Urgent action is required to avoid a 'no deal' Brexit, according to a warning from the Society of Motor Manufacturers and Traders (SMMT).

A 'no deal' result cannot be an option, it says, due to the potential negative effects on the industry's ability to function. Consequently, both UK and EU negotiators must agree the terms for a 'managed withdrawal' and 'status quo transition' as soon as possible with the time remaining.

The SMMT met with EU representatives in Brussels during September in order to highlight the repercussions of a 'no deal' Brexit to businesses, economies and jobs across both sides of the Channel.

Analysis from the SMMT suggests that the introduction of tariffs on light vehicles, resulting from 'no deal', could add £5bn to the EU and UK's collective auto trade bill.

If import tariffs are passed onto customers, the cost of UK-manufactured cars being sold in the EU could increase by an average of £2,700. This would likely have a significant impact on vehicle demand, profitability of operations as well as jobs in the UK economy.

On the other hand, UK buyers of EU-made cars or vans could face price increases of between £1,500 and £1,700 if manufacturers and dealers are unable to absorb rising costs.

Out of every 10 cars registered by motorists in the UK, seven are manufactured by factories in Europe. Additionally, UK car manufacturers export over 40% of their products to EU nations.

Furthermore, the UK exports approximately £3.4bn of vehicle components to Europe each year. The majority of components utilised in UK car manufacturing are also provided by EU suppliers - up to three times the amount exported by the UK, in fact.

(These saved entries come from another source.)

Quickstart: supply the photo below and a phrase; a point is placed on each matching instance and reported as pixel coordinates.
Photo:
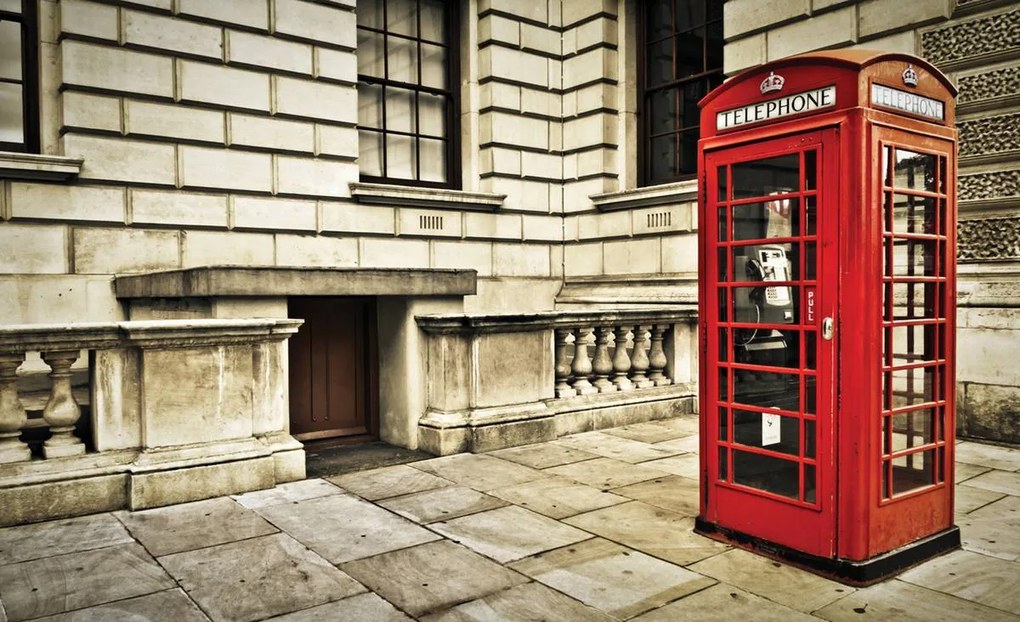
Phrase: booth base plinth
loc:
(857, 573)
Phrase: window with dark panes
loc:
(681, 61)
(407, 92)
(18, 119)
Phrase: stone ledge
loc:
(270, 280)
(408, 196)
(34, 166)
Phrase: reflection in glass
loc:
(766, 390)
(914, 170)
(767, 473)
(763, 177)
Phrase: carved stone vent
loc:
(988, 239)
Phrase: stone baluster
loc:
(581, 366)
(639, 361)
(61, 412)
(12, 415)
(657, 357)
(602, 364)
(621, 360)
(563, 364)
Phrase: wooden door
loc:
(333, 368)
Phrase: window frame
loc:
(714, 75)
(451, 93)
(29, 20)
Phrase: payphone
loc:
(826, 301)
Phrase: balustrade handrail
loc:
(19, 339)
(512, 322)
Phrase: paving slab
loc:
(724, 604)
(75, 580)
(671, 493)
(558, 497)
(543, 455)
(616, 448)
(26, 542)
(778, 582)
(904, 602)
(509, 533)
(361, 608)
(653, 530)
(343, 527)
(257, 578)
(526, 603)
(194, 525)
(169, 605)
(684, 465)
(287, 493)
(612, 578)
(389, 481)
(998, 481)
(990, 456)
(971, 576)
(431, 577)
(606, 473)
(479, 471)
(657, 431)
(442, 504)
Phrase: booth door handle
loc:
(827, 328)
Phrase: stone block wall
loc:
(977, 44)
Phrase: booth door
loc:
(330, 359)
(771, 264)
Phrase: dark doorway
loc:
(333, 364)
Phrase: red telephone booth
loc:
(827, 293)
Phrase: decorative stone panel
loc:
(989, 185)
(989, 135)
(989, 85)
(984, 36)
(988, 239)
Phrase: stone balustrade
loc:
(527, 377)
(175, 410)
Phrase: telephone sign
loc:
(826, 299)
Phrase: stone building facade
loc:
(469, 187)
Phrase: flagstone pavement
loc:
(595, 526)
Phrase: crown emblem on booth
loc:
(772, 83)
(910, 75)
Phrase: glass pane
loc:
(369, 105)
(912, 429)
(370, 153)
(369, 14)
(913, 214)
(664, 116)
(400, 110)
(371, 54)
(913, 471)
(434, 164)
(663, 157)
(768, 176)
(403, 58)
(775, 218)
(431, 114)
(432, 20)
(400, 161)
(914, 170)
(434, 66)
(767, 430)
(913, 257)
(660, 62)
(10, 50)
(766, 390)
(767, 473)
(401, 16)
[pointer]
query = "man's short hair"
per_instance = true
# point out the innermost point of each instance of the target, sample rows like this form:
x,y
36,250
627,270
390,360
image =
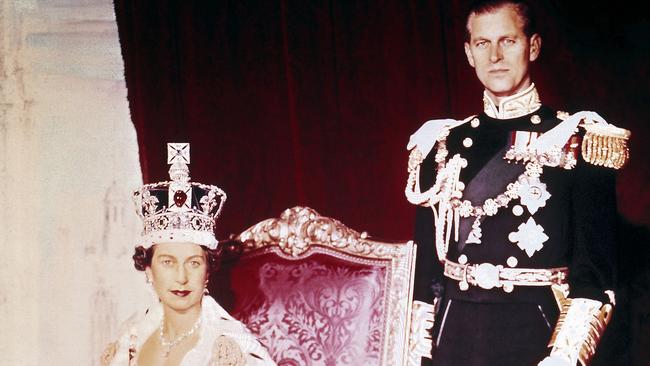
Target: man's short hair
x,y
522,7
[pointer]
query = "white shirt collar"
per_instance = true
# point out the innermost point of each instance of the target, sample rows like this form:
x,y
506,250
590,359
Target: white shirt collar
x,y
520,104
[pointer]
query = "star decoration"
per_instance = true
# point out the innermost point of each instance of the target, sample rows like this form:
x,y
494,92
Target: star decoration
x,y
532,193
529,237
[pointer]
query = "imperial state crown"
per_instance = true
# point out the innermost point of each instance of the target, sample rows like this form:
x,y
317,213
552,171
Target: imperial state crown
x,y
179,211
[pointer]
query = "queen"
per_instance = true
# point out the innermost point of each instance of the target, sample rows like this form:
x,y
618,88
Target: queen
x,y
178,251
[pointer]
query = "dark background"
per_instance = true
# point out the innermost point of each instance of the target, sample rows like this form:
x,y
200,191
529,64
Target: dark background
x,y
312,102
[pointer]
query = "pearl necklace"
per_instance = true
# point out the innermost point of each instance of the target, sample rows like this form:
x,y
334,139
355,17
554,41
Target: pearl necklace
x,y
173,343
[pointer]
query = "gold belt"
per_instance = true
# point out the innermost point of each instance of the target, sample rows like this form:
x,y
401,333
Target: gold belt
x,y
487,276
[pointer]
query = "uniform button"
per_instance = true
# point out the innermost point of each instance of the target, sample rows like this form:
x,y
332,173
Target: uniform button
x,y
512,262
535,119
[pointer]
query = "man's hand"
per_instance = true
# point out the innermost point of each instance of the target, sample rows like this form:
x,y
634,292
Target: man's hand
x,y
554,361
425,137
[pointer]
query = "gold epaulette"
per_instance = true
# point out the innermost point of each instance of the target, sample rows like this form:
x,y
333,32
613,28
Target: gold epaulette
x,y
605,145
579,328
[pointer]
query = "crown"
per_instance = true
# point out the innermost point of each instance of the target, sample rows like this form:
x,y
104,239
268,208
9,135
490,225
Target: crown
x,y
179,210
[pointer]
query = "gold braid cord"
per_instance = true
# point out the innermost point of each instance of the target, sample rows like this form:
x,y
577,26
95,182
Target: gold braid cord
x,y
605,145
579,328
420,343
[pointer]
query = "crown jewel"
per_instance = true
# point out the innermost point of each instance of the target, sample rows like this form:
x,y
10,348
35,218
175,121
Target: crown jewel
x,y
179,210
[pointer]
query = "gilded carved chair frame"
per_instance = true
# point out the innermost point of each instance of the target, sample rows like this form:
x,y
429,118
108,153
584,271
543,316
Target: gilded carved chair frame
x,y
300,232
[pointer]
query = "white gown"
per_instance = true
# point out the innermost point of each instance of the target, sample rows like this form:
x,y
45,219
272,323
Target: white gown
x,y
223,340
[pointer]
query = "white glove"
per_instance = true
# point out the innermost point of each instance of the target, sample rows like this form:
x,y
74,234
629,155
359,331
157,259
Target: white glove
x,y
425,137
554,361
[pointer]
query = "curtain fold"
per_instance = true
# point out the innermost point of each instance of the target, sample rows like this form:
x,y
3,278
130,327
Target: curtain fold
x,y
312,102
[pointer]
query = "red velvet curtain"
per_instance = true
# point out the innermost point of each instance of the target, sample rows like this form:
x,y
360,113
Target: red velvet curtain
x,y
294,102
312,102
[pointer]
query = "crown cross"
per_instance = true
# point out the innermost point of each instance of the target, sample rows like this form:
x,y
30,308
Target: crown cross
x,y
178,153
179,210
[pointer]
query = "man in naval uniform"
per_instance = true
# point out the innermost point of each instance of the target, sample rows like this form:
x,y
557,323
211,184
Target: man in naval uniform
x,y
515,224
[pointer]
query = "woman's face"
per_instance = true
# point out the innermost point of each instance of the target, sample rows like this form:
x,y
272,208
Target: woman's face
x,y
179,272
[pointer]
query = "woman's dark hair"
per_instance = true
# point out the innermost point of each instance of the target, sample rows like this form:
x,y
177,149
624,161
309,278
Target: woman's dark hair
x,y
142,257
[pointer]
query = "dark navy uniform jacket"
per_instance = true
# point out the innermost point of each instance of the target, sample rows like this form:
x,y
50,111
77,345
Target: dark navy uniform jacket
x,y
579,218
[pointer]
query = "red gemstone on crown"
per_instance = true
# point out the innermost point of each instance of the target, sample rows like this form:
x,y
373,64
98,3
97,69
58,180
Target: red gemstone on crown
x,y
179,198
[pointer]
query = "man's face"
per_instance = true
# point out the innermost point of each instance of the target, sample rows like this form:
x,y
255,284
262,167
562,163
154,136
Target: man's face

These parts can cross EU borders multiple times before being used in final assembly, with very few stops for customs checks. This process supports an extensive range of supply chain roles across the connected EU economies.

SMMT chief executive, Mike Hawes, said: “Tariffs alone should be enough to focus minds on sealing a withdrawal agreement between the EU and UK but the potential impact of no-deal means the stakes for the automotive sector are far higher.

“Without a deal, there can be no transition period and the complex issues surrounding tariffs and trade, customs, regulation and access to talent will remain unresolved.

“Our industry is deeply integrated across both sides of the Channel so we look to negotiators to recognise the needs of the whole European automotive industry and act swiftly to avoid disruption and damage to one of our most valuable shared economic assets.”

The SMMT has warned that – should Brexit go ahead without an explicit withdrawal agreement– the deadline on March 30th 2019 will see "severe" disruption at minimum to this existing trade, causing negative impacts on production levels, competitivity and the industry as a whole.